Prague: getting the "Kafka" into "Kafka-esque"
Prague did not start so well. My hostel, on first encounter, had an institutional grimness defying the more immediate forms of description. At check in there was a computer and bank-card payment facilities, but everything important was done on loose paper and in large, dog eared ledgers with grid paper.
The buildings are clean to a lawyer's scruple, lino-floored and were repainted cream and brown in recent decade. I would like to say the effect is "post-Soviet", but the prefix would be misleading.
My room, booked as a single, is a twin. One bed mattress is three large lounge cushions pushed together, the other (I discovered on my second night) is foam, but all of one piece. The bedding consists of a translucent polyester bottom sheet that almost covers the "mattress", pillows offering no actual resistence to a head placed on them, and a duvet in several shades of pastel hideousness.
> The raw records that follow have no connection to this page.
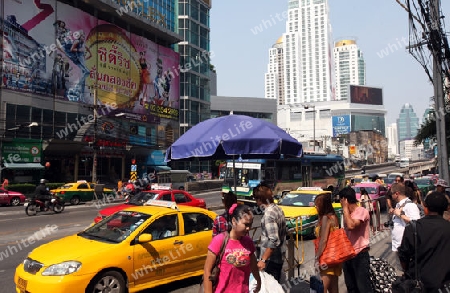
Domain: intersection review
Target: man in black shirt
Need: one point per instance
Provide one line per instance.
(42, 193)
(433, 245)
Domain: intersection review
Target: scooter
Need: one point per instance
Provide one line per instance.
(35, 206)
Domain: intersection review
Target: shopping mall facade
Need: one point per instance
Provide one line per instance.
(87, 89)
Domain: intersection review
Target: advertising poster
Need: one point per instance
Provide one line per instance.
(53, 49)
(341, 125)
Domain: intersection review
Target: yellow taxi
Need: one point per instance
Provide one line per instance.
(300, 211)
(132, 250)
(79, 191)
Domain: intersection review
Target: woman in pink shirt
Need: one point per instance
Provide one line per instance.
(356, 224)
(238, 259)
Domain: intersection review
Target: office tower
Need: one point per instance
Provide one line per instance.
(308, 69)
(350, 67)
(391, 133)
(195, 96)
(407, 123)
(274, 78)
(193, 26)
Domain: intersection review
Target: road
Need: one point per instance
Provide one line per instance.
(20, 234)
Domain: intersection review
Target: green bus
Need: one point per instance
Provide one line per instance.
(284, 174)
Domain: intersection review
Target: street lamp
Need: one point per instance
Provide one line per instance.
(307, 106)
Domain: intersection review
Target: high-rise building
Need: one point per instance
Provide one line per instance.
(274, 78)
(350, 67)
(407, 123)
(308, 65)
(392, 138)
(195, 101)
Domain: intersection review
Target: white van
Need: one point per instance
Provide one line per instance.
(176, 177)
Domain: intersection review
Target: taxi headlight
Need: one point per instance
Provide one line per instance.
(61, 269)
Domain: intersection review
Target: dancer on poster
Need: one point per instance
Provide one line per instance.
(148, 92)
(73, 46)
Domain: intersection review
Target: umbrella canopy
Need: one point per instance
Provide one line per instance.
(229, 137)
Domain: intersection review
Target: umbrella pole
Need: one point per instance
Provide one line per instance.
(234, 177)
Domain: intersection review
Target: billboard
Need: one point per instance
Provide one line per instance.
(366, 95)
(56, 50)
(340, 124)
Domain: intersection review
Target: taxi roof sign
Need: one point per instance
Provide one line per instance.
(161, 203)
(161, 186)
(309, 189)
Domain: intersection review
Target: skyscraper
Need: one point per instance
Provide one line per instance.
(407, 123)
(350, 67)
(308, 66)
(274, 78)
(392, 138)
(195, 100)
(193, 25)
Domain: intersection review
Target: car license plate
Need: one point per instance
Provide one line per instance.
(22, 284)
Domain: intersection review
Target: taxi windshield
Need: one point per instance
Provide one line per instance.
(115, 228)
(298, 200)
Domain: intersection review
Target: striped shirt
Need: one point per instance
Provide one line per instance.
(273, 233)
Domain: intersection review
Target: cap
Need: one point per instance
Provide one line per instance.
(441, 182)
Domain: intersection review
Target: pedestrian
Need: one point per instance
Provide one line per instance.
(222, 222)
(433, 245)
(356, 224)
(273, 232)
(238, 258)
(328, 222)
(366, 202)
(405, 211)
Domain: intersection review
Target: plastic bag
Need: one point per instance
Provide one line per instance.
(315, 284)
(268, 284)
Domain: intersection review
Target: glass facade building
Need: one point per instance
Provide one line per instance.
(407, 123)
(194, 50)
(161, 12)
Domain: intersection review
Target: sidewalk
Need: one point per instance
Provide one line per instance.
(380, 246)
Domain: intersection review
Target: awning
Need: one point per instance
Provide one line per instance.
(162, 168)
(23, 166)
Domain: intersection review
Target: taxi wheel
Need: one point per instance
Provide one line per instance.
(109, 281)
(75, 200)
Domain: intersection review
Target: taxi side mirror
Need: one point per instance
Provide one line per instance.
(144, 238)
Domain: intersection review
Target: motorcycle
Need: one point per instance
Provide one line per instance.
(35, 206)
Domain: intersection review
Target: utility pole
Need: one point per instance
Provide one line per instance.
(439, 104)
(94, 142)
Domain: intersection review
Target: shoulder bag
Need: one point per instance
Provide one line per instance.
(338, 249)
(404, 284)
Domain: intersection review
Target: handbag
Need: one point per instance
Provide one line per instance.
(215, 272)
(338, 250)
(405, 284)
(315, 284)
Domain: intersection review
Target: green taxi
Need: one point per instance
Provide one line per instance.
(79, 191)
(300, 211)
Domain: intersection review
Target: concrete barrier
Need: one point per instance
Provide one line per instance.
(201, 186)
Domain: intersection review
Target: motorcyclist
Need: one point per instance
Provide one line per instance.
(42, 193)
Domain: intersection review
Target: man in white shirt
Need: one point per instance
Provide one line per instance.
(405, 211)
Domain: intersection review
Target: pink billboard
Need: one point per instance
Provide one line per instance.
(54, 49)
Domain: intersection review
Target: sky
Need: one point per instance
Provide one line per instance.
(240, 53)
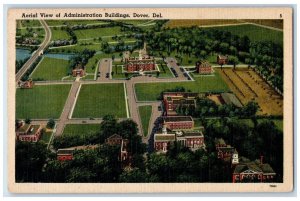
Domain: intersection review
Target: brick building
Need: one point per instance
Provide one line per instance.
(222, 60)
(172, 100)
(65, 154)
(192, 139)
(28, 132)
(226, 152)
(203, 67)
(178, 122)
(78, 71)
(145, 63)
(115, 139)
(253, 171)
(28, 84)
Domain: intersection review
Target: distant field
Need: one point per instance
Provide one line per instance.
(272, 23)
(98, 32)
(51, 69)
(134, 22)
(41, 102)
(72, 22)
(28, 23)
(97, 100)
(255, 33)
(58, 34)
(81, 130)
(248, 85)
(189, 23)
(145, 114)
(150, 91)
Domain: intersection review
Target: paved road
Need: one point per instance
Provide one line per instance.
(35, 55)
(67, 108)
(104, 68)
(172, 63)
(133, 103)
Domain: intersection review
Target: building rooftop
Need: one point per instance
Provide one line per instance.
(203, 64)
(222, 57)
(220, 141)
(164, 137)
(177, 118)
(254, 166)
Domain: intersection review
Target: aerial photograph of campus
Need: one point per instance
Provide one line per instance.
(149, 101)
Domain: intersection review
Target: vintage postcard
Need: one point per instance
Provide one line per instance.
(114, 100)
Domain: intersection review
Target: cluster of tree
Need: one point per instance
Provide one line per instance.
(268, 57)
(208, 108)
(180, 165)
(30, 159)
(20, 63)
(31, 68)
(263, 139)
(81, 58)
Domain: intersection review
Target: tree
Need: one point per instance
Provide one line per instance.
(51, 123)
(29, 161)
(250, 109)
(27, 121)
(133, 176)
The towel provided is of the type I normally prefix with the word "tea". Very glad to have travelled with my own full-grown towel in the backpack. The toilet on my landing has a window opening onto a space within the walls facing another window for what might once have been another WC, but which is now full of snaking wires. (Very "The Matrix"). On inspection, the space between the walls is a five floor drop into darkness at one end, and open to the sky at the other.
That said, it is cheap and relatively central. (Even if I was informed with bland, bored pragmatism on my first morning that "breakfast included" only referred to groups.)
Prague itself is beautiful, and the food and beer is amazingly cheap. It's proved very easy to meet English-speaking travellers, especially through the plentiful walking tours. That said, six days on the ground may have been excessive. After three days of heavy walking, the sudden return to seasonably warm weather today has made me very sleepy. Sent most of the day napping or reading the international edition of the Guardian in the gorgeous parks surrounding the 1:5 scale replica of the Eiffel tower that overlooks the city.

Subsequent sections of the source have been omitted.